Personal information
- Full name: Jade Sheedy
- Born: 18 December 1979 (age 46)
- Original team: Mildura Imperials
- Height: 181 cm (5 ft 11 in)
- Weight: 78 kg (172 lb)

Playing career^{1}
- Years: Club / Games (Goals)
- 2000–2012: Sturt / 255 (117)
- ^{1} Playing statistics correct to the end of 2012.

Career highlights
- SANFL premiership player: 2002; Magarey Medal: 2002; 3x SANFL premiership coach: 2020, 2021, 2026;

= Jade Sheedy =

Australian rules footballer

Jade Sheedy (born 18 December 1979) is a former Australian rules footballer who played with the Sturt Football Club in the South Australian National Football League (SANFL).

Recruited to Sturt from Mildura club Imperials in 2000, Sheedy was a member of the Sturt premiership team of 2002, a year he won the Magarey Medal with teammate Tim Weatherald.
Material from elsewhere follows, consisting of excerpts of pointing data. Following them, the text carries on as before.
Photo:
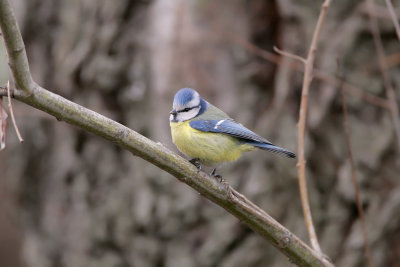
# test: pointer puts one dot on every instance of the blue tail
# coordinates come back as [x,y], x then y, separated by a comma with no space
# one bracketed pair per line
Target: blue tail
[272,148]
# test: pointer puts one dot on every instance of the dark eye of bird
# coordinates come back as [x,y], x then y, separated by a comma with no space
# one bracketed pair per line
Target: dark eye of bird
[185,110]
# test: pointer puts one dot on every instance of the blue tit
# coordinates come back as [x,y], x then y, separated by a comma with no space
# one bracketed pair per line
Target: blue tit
[209,136]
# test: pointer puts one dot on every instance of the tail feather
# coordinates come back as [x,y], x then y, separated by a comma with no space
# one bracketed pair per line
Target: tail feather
[274,149]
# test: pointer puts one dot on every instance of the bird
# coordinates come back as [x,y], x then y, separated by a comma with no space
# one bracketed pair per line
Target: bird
[208,136]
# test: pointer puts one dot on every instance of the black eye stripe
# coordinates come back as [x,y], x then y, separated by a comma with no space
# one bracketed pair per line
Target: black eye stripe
[187,109]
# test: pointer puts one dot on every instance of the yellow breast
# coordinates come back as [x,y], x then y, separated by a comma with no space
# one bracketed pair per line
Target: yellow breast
[210,148]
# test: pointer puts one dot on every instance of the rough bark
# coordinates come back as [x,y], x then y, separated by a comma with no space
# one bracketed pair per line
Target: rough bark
[73,200]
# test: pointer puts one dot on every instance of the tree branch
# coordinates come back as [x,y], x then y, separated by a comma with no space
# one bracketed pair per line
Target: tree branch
[390,93]
[393,17]
[301,163]
[32,94]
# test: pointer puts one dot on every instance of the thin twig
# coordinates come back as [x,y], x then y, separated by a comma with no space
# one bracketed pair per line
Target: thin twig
[34,95]
[390,93]
[353,176]
[394,17]
[290,55]
[318,73]
[301,163]
[21,140]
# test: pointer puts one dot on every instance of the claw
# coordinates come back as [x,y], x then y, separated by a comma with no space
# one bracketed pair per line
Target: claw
[196,162]
[217,176]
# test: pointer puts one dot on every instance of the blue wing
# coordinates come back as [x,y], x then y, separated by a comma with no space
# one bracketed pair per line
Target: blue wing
[232,128]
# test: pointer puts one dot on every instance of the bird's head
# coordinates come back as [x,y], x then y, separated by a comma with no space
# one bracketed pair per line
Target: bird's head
[187,105]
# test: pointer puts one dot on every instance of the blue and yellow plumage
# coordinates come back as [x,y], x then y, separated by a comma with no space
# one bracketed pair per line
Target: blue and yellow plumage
[203,132]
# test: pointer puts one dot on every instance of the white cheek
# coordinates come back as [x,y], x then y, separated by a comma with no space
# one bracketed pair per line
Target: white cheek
[184,116]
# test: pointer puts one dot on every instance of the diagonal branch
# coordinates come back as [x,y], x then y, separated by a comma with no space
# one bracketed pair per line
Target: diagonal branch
[32,94]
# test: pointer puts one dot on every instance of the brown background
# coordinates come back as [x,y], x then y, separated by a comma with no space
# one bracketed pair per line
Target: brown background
[69,198]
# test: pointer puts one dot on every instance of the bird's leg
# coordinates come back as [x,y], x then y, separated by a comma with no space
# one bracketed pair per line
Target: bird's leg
[196,162]
[217,176]
[223,182]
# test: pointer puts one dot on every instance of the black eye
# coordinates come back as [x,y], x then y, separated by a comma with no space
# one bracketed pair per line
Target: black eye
[185,109]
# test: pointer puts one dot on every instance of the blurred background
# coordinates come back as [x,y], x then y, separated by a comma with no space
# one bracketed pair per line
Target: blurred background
[69,198]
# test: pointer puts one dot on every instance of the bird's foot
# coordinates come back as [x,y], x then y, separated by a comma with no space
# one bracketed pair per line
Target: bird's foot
[217,176]
[196,162]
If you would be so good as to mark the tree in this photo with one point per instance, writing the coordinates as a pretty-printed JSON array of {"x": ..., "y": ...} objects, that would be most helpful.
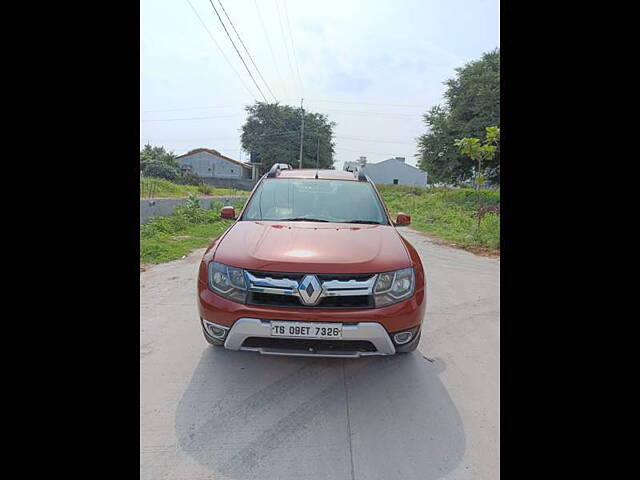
[
  {"x": 158, "y": 169},
  {"x": 156, "y": 154},
  {"x": 272, "y": 132},
  {"x": 472, "y": 101},
  {"x": 479, "y": 151}
]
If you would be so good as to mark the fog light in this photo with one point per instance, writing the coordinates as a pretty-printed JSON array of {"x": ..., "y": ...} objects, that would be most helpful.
[
  {"x": 214, "y": 330},
  {"x": 402, "y": 337}
]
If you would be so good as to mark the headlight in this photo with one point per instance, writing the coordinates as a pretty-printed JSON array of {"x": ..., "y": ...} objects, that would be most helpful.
[
  {"x": 228, "y": 281},
  {"x": 392, "y": 287}
]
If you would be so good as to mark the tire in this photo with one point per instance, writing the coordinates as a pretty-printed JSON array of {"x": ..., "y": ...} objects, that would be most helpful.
[
  {"x": 409, "y": 347},
  {"x": 212, "y": 341}
]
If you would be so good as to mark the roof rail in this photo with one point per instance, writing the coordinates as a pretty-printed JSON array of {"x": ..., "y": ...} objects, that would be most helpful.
[
  {"x": 359, "y": 174},
  {"x": 275, "y": 169}
]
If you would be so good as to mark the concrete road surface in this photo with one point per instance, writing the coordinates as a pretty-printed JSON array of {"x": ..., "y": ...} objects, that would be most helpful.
[{"x": 209, "y": 413}]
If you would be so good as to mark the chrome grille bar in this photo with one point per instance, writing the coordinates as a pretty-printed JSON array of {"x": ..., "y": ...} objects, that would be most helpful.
[{"x": 330, "y": 288}]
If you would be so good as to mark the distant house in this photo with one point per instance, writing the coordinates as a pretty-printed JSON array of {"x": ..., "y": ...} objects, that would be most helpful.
[
  {"x": 209, "y": 163},
  {"x": 393, "y": 171}
]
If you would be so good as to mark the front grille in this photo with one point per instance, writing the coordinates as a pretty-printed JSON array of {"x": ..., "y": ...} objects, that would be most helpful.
[
  {"x": 269, "y": 299},
  {"x": 340, "y": 290},
  {"x": 307, "y": 344}
]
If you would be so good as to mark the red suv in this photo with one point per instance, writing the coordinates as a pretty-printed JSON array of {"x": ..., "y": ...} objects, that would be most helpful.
[{"x": 312, "y": 266}]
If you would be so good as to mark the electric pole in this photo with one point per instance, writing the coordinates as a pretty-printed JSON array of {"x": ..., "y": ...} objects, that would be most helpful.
[{"x": 301, "y": 131}]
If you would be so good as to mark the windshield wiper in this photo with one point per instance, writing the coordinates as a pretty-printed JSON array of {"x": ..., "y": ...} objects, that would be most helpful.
[
  {"x": 301, "y": 219},
  {"x": 371, "y": 222}
]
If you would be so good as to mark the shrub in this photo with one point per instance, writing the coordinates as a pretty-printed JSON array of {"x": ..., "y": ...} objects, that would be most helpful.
[
  {"x": 205, "y": 189},
  {"x": 162, "y": 170},
  {"x": 188, "y": 178}
]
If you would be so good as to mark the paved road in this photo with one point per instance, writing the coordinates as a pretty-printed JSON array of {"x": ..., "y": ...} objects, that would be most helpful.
[{"x": 211, "y": 413}]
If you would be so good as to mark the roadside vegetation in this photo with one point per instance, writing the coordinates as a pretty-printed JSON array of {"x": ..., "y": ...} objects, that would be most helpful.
[
  {"x": 189, "y": 227},
  {"x": 449, "y": 213},
  {"x": 161, "y": 188}
]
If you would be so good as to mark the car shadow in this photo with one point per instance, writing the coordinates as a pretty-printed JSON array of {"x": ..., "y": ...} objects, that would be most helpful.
[{"x": 245, "y": 415}]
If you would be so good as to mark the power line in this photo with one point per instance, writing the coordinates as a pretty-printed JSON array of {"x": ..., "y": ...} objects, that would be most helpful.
[
  {"x": 191, "y": 118},
  {"x": 237, "y": 51},
  {"x": 273, "y": 57},
  {"x": 284, "y": 40},
  {"x": 246, "y": 50},
  {"x": 371, "y": 140},
  {"x": 293, "y": 49},
  {"x": 365, "y": 103},
  {"x": 221, "y": 51},
  {"x": 188, "y": 108}
]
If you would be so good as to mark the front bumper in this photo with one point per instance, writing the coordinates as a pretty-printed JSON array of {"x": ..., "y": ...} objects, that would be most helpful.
[{"x": 375, "y": 333}]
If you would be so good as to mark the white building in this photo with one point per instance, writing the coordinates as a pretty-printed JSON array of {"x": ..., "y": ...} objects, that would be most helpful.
[
  {"x": 393, "y": 171},
  {"x": 209, "y": 163}
]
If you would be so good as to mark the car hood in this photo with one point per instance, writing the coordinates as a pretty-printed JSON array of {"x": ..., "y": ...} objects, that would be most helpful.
[{"x": 312, "y": 247}]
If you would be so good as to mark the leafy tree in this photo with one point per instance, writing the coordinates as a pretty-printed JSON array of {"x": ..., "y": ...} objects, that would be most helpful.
[
  {"x": 156, "y": 154},
  {"x": 272, "y": 131},
  {"x": 164, "y": 170},
  {"x": 472, "y": 101},
  {"x": 479, "y": 151}
]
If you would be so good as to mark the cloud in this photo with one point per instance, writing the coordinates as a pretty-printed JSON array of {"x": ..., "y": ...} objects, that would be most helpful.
[{"x": 347, "y": 83}]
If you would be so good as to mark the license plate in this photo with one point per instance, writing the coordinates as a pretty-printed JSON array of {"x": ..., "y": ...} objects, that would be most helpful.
[{"x": 306, "y": 330}]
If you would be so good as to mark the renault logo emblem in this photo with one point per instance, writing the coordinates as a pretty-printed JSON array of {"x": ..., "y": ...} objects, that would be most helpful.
[{"x": 309, "y": 290}]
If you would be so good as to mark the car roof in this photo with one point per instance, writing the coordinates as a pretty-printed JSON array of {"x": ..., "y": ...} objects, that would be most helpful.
[{"x": 322, "y": 174}]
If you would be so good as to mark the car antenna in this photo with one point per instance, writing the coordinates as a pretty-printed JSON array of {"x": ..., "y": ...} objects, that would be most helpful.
[{"x": 318, "y": 158}]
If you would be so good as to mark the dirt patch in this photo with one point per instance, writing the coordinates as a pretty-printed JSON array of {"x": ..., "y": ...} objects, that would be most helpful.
[{"x": 476, "y": 250}]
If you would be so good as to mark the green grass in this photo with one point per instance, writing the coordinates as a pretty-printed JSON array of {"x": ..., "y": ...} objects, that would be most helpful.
[
  {"x": 160, "y": 188},
  {"x": 189, "y": 227},
  {"x": 447, "y": 213}
]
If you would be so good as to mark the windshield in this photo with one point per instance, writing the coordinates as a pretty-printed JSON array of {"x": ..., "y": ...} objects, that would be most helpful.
[{"x": 295, "y": 199}]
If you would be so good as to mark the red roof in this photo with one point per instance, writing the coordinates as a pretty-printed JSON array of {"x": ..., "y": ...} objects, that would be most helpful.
[{"x": 216, "y": 153}]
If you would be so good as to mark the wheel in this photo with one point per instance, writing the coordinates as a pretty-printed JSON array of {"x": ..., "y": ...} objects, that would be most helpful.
[
  {"x": 212, "y": 341},
  {"x": 409, "y": 347}
]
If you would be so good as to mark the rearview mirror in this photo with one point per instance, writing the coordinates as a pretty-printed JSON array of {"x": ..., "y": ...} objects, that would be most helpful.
[
  {"x": 228, "y": 212},
  {"x": 403, "y": 220}
]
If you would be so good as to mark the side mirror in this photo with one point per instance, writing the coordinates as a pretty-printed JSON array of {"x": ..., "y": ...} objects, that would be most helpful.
[
  {"x": 228, "y": 212},
  {"x": 402, "y": 220}
]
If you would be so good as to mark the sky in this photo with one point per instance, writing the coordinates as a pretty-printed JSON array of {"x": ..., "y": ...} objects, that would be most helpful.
[{"x": 373, "y": 66}]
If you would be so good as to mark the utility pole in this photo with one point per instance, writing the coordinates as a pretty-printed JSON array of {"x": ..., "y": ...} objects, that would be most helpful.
[{"x": 301, "y": 131}]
He was Sturt captain from 2007 to 2012 and captained the state football team in 2008 and 2009.

Sheedy was appointed league coach of Woodville-West Torrens in 2020 and guided the Eagles to a Premiership in his first season at the helm, defeating North Adelaide by 39 points in the Grand Final.

In 2021, he coached the SANFL State team to victory over Western Australia at Adelaide Oval. Also in 2021 he became the first Woodville-West Torrens coach to lead the team to back to back premierships defeating minor premiers Glenelg at Adelaide Oval.